Trzeba jednak przyznać, że Pasikowski nigdy nie ukrywał swoich przekonań. „A jakie nasz naród ma wady? Ksenofobia, antysemityzm, pijaństwo, lenistwo, chamstwo, brud, tandeta, głupota polityczna, analfabetyzm, rusofobia...” – powiedział kiedyś dla „Gazety Wyborczej” filmowiec. Wątki polityczne były w jego twórczości podane w nieco bardziej subtelnej – ale zapadającej w pamięć – formie. I tak mieliśmy Franza Maurera (Bogusław Linda) - UB-eka wykreowanego na romantycznego bohatera, który olewa konwenanse ustanowione przez sztywniaków z Chrześcijańskiej Unii Jedności (utworzenie skrótu pozostawiam Czytelnikom). Podobną antyklerykalną wstawkę można dostrzec w „Słodko-gorzkim”, filmie znacznie odbiegającym od przyjętej przez Pasikowskiego konwencji. Główny bohater – Mateusz Hertz (Rafał Mohr) broni nauczyciela, który jest przeciwny wprowadzeniu lekcji religii do szkoły.

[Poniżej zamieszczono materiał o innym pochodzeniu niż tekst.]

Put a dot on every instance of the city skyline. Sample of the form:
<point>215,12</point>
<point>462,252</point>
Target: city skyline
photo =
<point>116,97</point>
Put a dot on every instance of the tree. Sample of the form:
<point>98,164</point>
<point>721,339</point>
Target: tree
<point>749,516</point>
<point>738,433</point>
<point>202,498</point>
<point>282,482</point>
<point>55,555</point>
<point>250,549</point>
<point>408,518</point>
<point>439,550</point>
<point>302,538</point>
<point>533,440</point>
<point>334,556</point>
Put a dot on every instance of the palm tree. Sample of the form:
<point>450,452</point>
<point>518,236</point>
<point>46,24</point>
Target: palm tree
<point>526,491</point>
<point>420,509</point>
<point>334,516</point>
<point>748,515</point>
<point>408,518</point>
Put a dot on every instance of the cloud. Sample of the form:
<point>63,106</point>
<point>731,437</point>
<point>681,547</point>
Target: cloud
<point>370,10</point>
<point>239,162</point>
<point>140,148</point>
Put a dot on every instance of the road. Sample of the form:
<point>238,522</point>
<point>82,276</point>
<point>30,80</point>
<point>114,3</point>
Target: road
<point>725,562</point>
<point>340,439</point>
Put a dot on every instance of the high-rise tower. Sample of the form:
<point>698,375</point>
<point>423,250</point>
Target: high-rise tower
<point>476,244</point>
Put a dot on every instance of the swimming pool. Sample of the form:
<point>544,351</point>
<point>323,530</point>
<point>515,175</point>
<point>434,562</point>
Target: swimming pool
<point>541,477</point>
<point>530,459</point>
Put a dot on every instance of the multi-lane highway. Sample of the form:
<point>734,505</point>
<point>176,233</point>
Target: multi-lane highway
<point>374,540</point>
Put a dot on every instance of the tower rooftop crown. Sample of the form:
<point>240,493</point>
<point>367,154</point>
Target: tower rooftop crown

Do prawdziwego apogeum dochodzi jednak w serialu „Glina” (trzeba jednak przyznać, że autorem scenariusza nie był reżyser), w którym podkomisarz Banaś (Maciej Stuhr) stawia czoła prowincjonalnej narodowo-katolickiej bojówce, mordującej Romów, której lider głosi, że homoseksualizm „według katolickich uczonych” jest chorobą. Żeby było zabawniej, jeden z oprychów mieszka przy ul. Dmowskiego… W tym przypadku scenarzysta chyba skorzystał z doświadczenia Pasikowskiego jako twórcy science-fiction, bo reżyser - jak na człowieka utalentowanego przystało (i mówię to bez ironii) - ma w swoim dorobku debiut literacki (powieść „Ja, Gelerth”, nominowana do nagrody im. Janusza Zajdla). W „Glinie” również pojawia się wątek Chrześcijańskiej Unii Jedności, której przedstawicielka zdradza swojego męża z biseksualistą i mówi nadkomisarzowi Gajewskiemu (Jerzy Radziwiłowicz), że jej ugrupowanie sprzeciwia się promocji homoseksualizmu.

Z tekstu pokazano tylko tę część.